Hemipilia simplex
- Conservation status: Endangered (IUCN 3.1)

Scientific classification
- Kingdom: Plantae
- Clade: Tracheophytes
- Clade: Angiosperms
- Clade: Monocots
- Order: Asparagales
- Family: Orchidaceae
- Subfamily: Orchidoideae
- Genus: Hemipilia
- Species: H. simplex
- Binomial name: Hemipilia simplex (Tang & F.T.Wang) Y.Tang & H.Peng
- Synonyms: Amitostigma simplex Tang & F.T.Wang; Ponerorchis simplex (Tang & F.T.Wang) X.H.Jin, Schuit. & W.T.Jin;

= Hemipilia simplex =

- Authority: (Tang & F.T.Wang) Y.Tang & H.Peng
- Conservation status: EN
- Synonyms: Amitostigma simplex Tang & F.T.Wang, Ponerorchis simplex (Tang & F.T.Wang) X.H.Jin, Schuit. & W.T.Jin

Species of orchid

Hemipilia simplex is a species of plant in the family Orchidaceae. It is endemic to China, where it is found in Sichuan and Yunnan. Its flowers are yellow, sometimes with brown spots.

==Taxonomy==
The species was first described in 1940 by Tsin Tang and Fa Tsuan Wang, as Amitostigma simplex.

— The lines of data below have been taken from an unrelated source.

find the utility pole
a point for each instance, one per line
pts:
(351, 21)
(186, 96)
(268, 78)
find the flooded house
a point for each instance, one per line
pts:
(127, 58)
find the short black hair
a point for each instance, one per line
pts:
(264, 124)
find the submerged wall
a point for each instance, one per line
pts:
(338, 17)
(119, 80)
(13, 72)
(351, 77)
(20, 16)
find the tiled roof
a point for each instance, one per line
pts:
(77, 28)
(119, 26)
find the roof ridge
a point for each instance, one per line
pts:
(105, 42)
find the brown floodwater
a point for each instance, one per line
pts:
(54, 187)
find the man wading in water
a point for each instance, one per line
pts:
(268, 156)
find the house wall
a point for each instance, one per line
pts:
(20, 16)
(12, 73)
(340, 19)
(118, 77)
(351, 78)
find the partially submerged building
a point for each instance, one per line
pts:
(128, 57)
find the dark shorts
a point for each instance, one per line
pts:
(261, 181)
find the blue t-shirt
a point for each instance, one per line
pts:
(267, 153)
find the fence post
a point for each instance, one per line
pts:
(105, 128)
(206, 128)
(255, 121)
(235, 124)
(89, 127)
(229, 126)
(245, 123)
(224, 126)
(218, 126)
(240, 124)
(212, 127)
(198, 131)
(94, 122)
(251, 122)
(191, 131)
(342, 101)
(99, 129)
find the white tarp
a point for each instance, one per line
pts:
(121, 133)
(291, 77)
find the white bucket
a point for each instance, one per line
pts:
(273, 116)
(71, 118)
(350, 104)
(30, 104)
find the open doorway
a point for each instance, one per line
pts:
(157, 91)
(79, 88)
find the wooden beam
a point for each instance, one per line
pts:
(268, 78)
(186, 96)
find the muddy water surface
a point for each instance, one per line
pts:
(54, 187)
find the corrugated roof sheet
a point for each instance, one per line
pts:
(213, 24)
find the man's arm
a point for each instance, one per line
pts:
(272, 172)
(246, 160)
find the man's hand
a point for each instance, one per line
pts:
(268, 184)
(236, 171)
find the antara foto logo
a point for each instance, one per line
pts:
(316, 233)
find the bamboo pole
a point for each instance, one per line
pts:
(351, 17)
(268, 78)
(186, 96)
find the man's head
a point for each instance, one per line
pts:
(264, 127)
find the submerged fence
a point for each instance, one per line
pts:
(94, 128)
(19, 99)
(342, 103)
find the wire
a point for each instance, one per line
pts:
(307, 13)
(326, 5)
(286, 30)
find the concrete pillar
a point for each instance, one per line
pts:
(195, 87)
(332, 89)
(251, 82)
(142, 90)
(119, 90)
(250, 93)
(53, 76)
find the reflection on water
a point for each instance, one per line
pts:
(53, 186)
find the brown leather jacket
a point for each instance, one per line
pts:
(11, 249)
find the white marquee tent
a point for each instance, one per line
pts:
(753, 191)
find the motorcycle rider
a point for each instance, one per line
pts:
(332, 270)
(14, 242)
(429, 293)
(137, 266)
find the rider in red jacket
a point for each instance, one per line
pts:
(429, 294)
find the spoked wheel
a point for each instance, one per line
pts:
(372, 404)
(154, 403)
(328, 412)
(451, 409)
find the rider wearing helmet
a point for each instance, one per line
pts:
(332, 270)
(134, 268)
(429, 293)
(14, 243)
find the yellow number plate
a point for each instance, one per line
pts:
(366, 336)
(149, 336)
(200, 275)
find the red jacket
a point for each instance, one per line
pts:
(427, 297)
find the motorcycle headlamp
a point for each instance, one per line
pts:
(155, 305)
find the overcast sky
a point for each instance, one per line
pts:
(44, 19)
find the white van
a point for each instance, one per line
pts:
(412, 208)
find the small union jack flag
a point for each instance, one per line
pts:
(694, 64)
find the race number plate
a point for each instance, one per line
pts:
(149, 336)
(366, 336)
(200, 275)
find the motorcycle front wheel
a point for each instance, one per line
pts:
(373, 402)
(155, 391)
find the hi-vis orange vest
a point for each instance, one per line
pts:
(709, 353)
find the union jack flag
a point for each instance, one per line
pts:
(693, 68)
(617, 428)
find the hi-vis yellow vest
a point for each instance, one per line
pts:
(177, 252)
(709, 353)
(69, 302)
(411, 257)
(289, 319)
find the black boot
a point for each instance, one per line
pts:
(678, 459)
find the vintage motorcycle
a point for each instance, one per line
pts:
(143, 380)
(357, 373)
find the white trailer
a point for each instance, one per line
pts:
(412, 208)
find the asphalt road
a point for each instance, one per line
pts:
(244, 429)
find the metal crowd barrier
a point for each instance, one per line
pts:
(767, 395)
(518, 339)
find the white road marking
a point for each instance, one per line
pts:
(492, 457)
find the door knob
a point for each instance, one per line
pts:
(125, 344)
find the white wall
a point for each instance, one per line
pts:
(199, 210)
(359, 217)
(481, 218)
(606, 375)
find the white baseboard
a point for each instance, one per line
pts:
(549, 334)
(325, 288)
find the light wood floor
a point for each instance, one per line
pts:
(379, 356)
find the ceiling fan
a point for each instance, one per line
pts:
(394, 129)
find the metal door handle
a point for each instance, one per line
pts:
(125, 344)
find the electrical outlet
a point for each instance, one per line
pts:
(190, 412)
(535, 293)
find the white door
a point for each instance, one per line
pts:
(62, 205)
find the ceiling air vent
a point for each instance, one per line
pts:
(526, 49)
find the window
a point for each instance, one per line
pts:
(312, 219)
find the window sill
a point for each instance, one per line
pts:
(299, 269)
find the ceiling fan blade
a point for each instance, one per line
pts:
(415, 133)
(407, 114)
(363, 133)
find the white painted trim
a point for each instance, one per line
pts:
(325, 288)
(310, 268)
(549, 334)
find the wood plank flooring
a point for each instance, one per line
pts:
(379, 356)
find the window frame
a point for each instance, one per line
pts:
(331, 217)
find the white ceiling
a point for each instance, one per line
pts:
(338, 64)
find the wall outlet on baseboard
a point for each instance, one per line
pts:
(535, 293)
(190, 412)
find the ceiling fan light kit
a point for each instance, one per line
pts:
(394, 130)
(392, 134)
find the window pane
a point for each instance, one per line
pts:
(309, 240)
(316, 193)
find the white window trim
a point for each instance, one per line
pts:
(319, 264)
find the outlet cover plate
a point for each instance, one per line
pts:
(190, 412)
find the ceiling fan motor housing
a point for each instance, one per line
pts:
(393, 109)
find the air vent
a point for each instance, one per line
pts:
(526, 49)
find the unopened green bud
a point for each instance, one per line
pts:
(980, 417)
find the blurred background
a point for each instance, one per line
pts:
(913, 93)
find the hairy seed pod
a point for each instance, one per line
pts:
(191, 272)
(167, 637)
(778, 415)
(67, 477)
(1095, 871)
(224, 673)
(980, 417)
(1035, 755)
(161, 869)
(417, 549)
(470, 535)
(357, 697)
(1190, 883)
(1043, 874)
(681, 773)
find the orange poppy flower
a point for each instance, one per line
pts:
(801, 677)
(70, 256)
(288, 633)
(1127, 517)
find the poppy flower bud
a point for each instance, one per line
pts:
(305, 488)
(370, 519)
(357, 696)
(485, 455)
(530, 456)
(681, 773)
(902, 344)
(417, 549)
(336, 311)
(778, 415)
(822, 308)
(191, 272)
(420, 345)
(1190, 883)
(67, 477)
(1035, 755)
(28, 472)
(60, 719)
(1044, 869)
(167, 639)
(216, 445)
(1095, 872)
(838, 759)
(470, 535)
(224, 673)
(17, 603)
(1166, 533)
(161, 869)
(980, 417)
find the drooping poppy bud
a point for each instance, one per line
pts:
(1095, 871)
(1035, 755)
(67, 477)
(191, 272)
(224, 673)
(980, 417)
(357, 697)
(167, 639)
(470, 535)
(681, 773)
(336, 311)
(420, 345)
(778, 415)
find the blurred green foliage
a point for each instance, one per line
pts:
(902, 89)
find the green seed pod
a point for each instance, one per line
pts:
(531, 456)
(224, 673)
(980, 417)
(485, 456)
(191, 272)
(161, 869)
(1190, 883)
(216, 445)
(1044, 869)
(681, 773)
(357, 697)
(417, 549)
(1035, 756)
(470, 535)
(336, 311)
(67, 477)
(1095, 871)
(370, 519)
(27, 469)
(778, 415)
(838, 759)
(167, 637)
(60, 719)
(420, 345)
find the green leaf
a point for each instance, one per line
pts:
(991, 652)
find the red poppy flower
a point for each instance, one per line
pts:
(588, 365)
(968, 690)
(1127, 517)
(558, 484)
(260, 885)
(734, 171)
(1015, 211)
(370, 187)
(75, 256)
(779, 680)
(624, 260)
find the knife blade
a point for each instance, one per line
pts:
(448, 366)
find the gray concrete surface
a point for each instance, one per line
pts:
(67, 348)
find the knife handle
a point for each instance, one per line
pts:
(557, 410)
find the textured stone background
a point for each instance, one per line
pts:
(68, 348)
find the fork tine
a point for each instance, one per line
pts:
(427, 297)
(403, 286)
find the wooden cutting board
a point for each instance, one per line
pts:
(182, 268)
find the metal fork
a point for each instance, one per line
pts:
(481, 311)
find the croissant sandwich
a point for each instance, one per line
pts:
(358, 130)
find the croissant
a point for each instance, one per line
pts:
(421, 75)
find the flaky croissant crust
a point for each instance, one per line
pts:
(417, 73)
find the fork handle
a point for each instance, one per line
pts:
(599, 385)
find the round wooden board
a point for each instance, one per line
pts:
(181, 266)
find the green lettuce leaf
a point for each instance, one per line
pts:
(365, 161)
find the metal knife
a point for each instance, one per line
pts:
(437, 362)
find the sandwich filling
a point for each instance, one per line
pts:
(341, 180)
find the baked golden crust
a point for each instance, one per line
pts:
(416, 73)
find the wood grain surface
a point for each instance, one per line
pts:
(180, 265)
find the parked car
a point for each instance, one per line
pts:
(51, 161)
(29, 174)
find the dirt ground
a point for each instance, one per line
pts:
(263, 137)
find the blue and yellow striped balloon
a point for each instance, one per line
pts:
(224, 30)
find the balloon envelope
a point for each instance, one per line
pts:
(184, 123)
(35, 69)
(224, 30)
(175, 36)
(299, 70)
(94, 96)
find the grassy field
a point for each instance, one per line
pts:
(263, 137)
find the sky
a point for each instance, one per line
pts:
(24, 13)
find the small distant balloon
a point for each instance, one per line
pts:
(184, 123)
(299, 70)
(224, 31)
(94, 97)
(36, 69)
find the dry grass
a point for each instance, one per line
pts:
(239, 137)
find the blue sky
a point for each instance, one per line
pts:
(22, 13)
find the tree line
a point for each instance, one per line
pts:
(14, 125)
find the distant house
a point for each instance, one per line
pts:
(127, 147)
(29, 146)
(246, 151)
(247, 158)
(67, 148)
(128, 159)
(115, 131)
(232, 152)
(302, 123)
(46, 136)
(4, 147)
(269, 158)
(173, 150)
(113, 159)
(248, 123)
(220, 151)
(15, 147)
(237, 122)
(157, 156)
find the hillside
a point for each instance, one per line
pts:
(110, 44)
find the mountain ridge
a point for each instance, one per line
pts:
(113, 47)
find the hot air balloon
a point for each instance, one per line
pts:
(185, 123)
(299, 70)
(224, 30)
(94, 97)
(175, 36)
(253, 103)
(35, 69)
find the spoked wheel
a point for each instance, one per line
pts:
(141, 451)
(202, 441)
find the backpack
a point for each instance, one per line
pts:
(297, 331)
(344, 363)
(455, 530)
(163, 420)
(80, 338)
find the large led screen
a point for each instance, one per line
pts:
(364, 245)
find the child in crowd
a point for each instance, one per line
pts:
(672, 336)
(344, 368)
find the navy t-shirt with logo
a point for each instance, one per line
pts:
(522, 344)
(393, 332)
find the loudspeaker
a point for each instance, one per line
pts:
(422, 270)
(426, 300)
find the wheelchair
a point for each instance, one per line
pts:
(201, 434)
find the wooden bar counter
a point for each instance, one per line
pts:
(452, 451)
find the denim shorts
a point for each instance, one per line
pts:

A molecular phylogenetic study in 2014 found that species of Amitostigma, Neottianthe and Ponerorchis were mixed together in a single clade, making none of the three genera monophyletic as then circumscribed. Amitostigma and Neottianthe were subsumed into Ponerorchis, with this species then becoming Ponerorchis simplex. The genus Ponerorchis has since been synonymized with the genus Hemipilia, resulting in the present name.